1979-80s: Starting in 1979, Phil Ray, one of the pioneers of computers, worked with his personal physician Norman Jacobson to create the first commercialised variation on the e-cigarette. It was not actually electronic; it relied on evaporation of the nicotine. They performed the first known research on nicotine delivery. While the device proved to be a dead-end, the inventors did contribute the verb “vape” to the English language.
1990s: Numerous patents for nicotine inhaler devices were filed by both tobacco companies and individual inventors, with a flurry of activity in the 1990s.

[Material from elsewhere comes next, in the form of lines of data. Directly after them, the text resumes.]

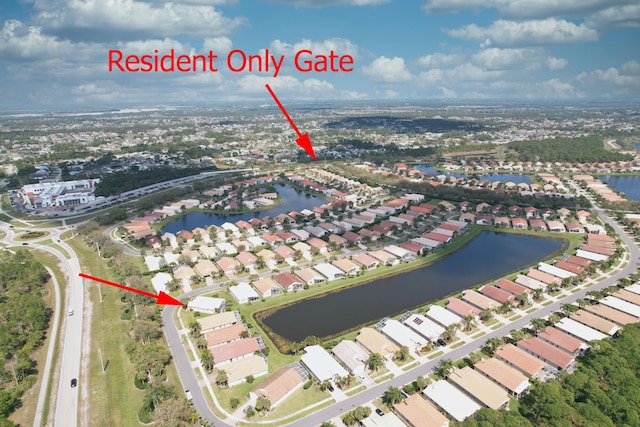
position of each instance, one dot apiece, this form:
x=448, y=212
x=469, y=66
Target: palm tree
x=506, y=307
x=444, y=368
x=538, y=324
x=402, y=354
x=374, y=362
x=486, y=314
x=392, y=396
x=537, y=294
x=568, y=309
x=517, y=335
x=422, y=383
x=468, y=322
x=450, y=333
x=491, y=345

Many relied on evaporation or physical propulsion, but a few were fairly similar to modern e-cigarettes. Reynolds brought to market the Eclipse “heat-not-burn” device, whose functioning falls somewhere in between that of a pure nicotine inhaler and a combusted cigarette.
2003: The first commercially successful electronic cigarette created in Beijing, China by Hon Lik, a 52-year-old pharmacist, inventor and smoker. He reportedly created the device after his father, also a heavy smoker, died of lung cancer. The company Lik worked for, Golden Dragon Holdings, developed the device and changed its name to Ruyan, which means “like smoke.”
April 2006: Electronic cigarettes introduced to Europe.
2006-2007: Electronic cigarettes introduced to the U.S. (The first import ruling locatable in the U.S. Customs and Border Protection website database is dated August 22, 2006.)
March 2008: Turkey suspends the sale of e-cigarettes.
September 2008: The World Health Organization (WHO) proclaims that it does not consider the e-cigarette to be a legitimate smoking cessation aid and demands that marketers immediately remove from their materials any suggestions that the WHO considers electronic cigarettes safe and effective. (WHO September 19, 2008 press release.)
October 2008: Ruyan funds study in which Health New Zealand conducts a detailed quantitative analysis and concludes that carcinogens and toxicants are present — but below harmful levels. On the basis of the findings, the e-cigarette is rated several orders of magnitude (“100 to 1000 times”) less dangerous than smoking tobacco cigarettes. Overall, the product tested was deemed a “safe alternative to smoking.”
January 2009: Australia bans the possession and sale of electronic cigarettes which contain nicotine, citing that “every form of nicotine except for replacement therapies and cigarettes are classified as a form of poison.” Jordan also bans the import of the electronic cigarettes, citing WHO's health concerns.
March 2009: US Food and Drug Administration (FDA) adds electronic cigarettes to Import Alert 66-41 and directs the U.S. Customs and Border Protection to reject the entry of electronic cigarettes into the United States on the basis of them being unapproved drug delivery devices.
August 20, 2019: UAE expands “sin tax” to cover e-cigarettes, vapes and non-fizzy sugary drinks.